I’m insecure about not being pretty enough or skinny enough
Worry Jar
I have no friends life sucks right now
My parents are always swearing on me… I honestly feel like I get bullied home more then i ever was at school or somewhere…. I enjoy leaving the house for school or something, just to get away from them… They don’t understand or care about me and I just don’t know what to do…. I forgive them way to easily, and idk if that’s a good or bad thing… Im just so confused, scared and sad…. This app helps me get my worrys out when I feel I have no one i can talk to about them.
I’m afraid that no one likes me
I miss the old me. Anxiety really sucks
I think I might be Demisexual, but I have no idea how to come out when the time comes…. My school is bad enough with gay jokes- how would I explain Demisexuality?
I’m worried that I’ll never find anyone… No friends… No boyfriend because every guy that I ever dated left me because my anxiety and p.t.s.d. Was to much…and im bisexual and I’m scared to tell anyone… Cuz I’m scared they will make fun of me 🙁
That people will treat me differently if they found out I had an eating disorder. My nan treats me differently and I hate it.
I worry constantly that I can’t live up to the expectations of my parents.
I’m worried my friends aren’t really my friends. I’m paranoid it’s all some big joke and they actually hate me. I trusted them with so much I feel as if I’m annoying and the person everyone kinda tolerates to be around.
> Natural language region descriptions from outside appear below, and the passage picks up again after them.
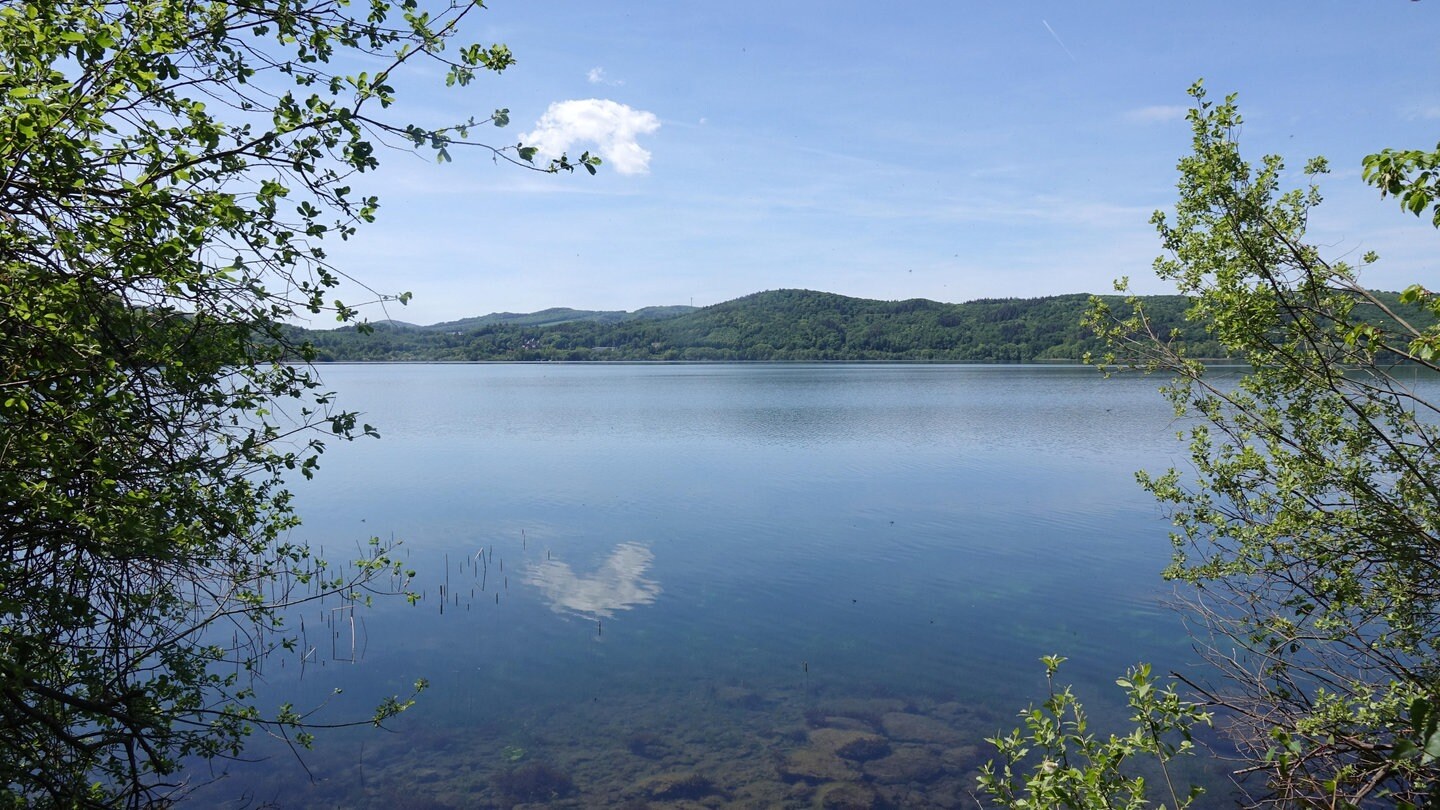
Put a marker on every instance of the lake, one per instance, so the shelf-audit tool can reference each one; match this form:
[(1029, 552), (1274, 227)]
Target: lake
[(691, 582)]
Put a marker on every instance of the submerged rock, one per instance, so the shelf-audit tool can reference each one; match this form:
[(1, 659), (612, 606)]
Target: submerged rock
[(534, 781), (909, 764), (864, 748), (739, 698), (919, 728), (846, 796), (815, 767), (671, 787)]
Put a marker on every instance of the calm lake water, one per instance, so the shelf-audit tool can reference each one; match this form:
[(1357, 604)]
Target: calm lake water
[(691, 584)]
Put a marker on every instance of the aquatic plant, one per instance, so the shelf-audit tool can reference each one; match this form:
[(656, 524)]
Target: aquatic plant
[(534, 781)]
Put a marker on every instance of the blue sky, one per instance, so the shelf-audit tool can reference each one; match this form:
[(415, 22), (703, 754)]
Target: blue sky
[(949, 150)]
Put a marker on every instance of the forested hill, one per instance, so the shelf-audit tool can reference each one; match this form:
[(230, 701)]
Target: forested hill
[(781, 325)]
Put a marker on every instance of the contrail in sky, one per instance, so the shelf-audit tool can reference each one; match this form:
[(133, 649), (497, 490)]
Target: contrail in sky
[(1057, 39)]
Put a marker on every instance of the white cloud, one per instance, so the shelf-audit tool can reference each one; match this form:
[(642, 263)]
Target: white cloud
[(596, 77), (606, 127), (1157, 114)]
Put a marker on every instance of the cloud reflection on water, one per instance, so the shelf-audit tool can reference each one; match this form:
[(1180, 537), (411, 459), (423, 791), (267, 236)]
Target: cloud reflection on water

I can’t open up to the social worker. I’m scared I’ll hurt myself because I can’t tell her how I feel.
I’ve been stuck with a bet that could make me lose my only friend
I’m really worried that people will judge me and think I’m gross because of some stretch marks I have.
I have to lie to my parents about feeling sick so I don’t have to go to school and face having anxiety attacks all day I just feel like I can’t even get out of bed in the mornings anymore
I worry that people read my thoughts, and can see what I’m thinking…
I’m doing a speech on mental Illness, in it I let out that I am Bi-polar. My mom is a teacher and is adamant about me not sharing anything. I don’t want her to lash out at me, I don’t like yelling.
if I kill myself, my parents would loose it. they would cry and grief. I don’t want them to that. i want them to understand that I didn’t want to exist anymore, that I don’t want to be alive anymore, that I’m hurting and suffering. I just don’t understand why I’m in this earth, and why I’m so miserable. who would put me in this situation? I don’t know. I just want to commit already so I can stop hurting.
i feel like it woukd just be easier to be straight than be a lesbian like i am andi think those thoughts are making me falsely fall for guys and i want a girlfriend so badi want to have to have some one to hold and someone to kiss and someone to cre about me just as much as i care about them and actually want to hang out with me and understand me and my weird thoughts and i dont think ill ever get that
I’m supposed to be in the 9th grade this year but so far I haven’t been able to make it to a single class. I’m losing interest in all the things I love and feel like there’s no point. I’m falling deeper and deeper into depression and I’m afraid I’ll never get out
I’m always the one left out in the group. They all seem to hang out without me, maybe they don’t want me there at all??